Thursday……………….           10:00 AM         Bible Study

Saturday………………..           Jacob (Israel)

                                                 10:00 AM         Women’s Group

Sunday: ………………….          10:00am           Worship

                                                 11:00am           Bible Study

COMMEMORATIONS

The Purification of Mary and the Presentation of the Our Lord is often the first Sunday after Christmas reading.  It is the fulfillment of the Levitical law from Leviticus 12 – 40 days after the birth of a male child anyone associated with the birth presents themselves for ceremonial cleansing. The commemoration is on the day 40 days after Dec 25th. We might think that such a day is a dusty relic that we can hardly even intellectually understand. But think along with me.
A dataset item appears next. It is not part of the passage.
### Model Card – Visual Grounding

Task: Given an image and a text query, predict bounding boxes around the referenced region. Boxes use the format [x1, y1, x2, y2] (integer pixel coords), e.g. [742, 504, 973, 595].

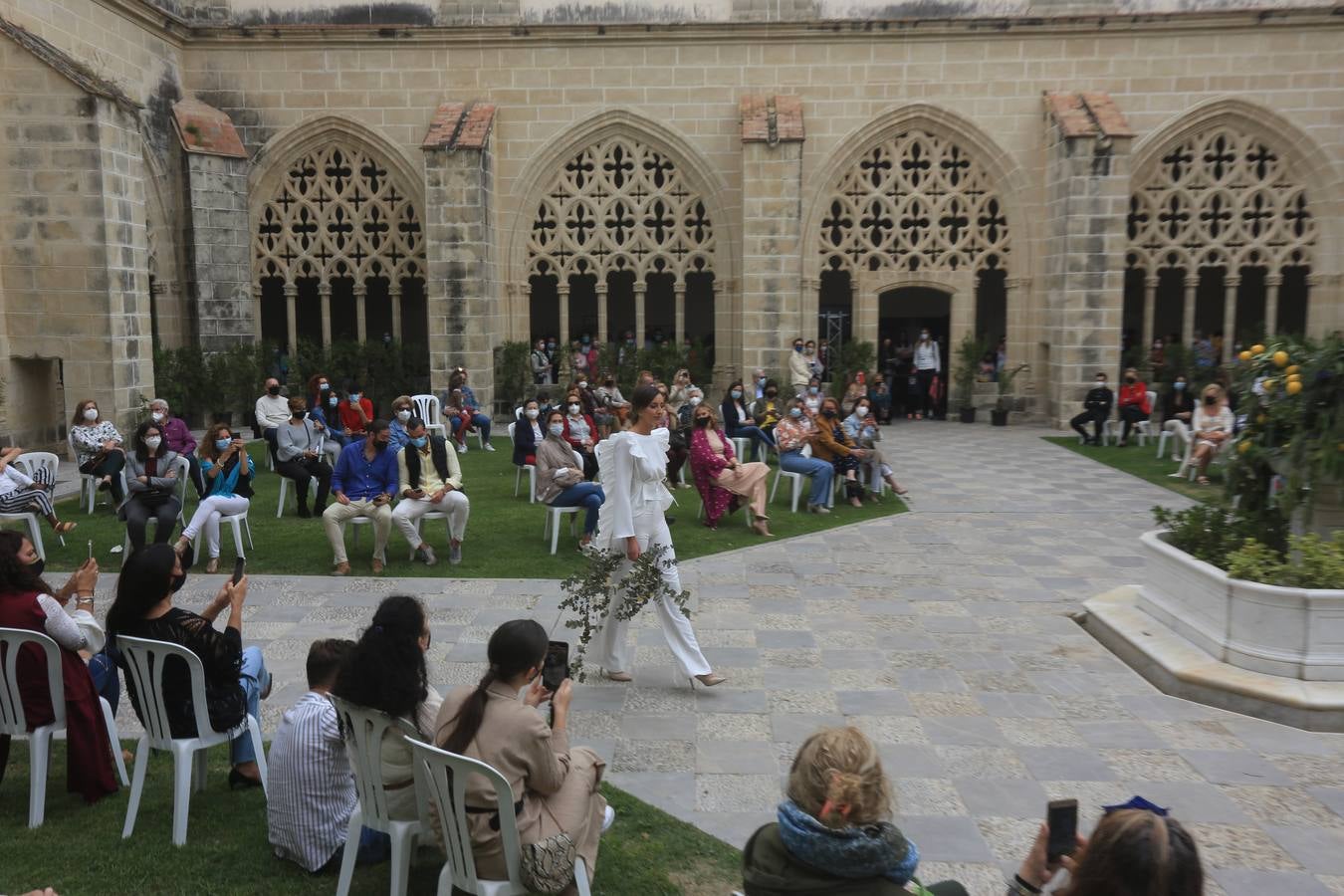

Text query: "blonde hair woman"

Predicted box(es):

It is common to divide the law into moral, ceremonial and civil.  The civil law is that which the state enforces. The moral law are those things that are common across cultures and that you feel guilty about breaking, largely the 10 commandments. The ceremonial law in the Old Testament is about cleanliness.  I think today we’d say it is your social credit score. And that might give you a hint. Every culture has a ceremonial law. Breaking the moral law may or may not get you punished depending upon how stringent or lax your civil law it. Right now, you can steal up to $950 in CA, and you won’t get prosecuted.  Is stealing morally wrong, yes. Civilly? Apparently not.  Disregarding the ceremonial law gets you canceled.  If the moral law is about guilt, the ceremonial law is about shame, or at least trying to make you feel it.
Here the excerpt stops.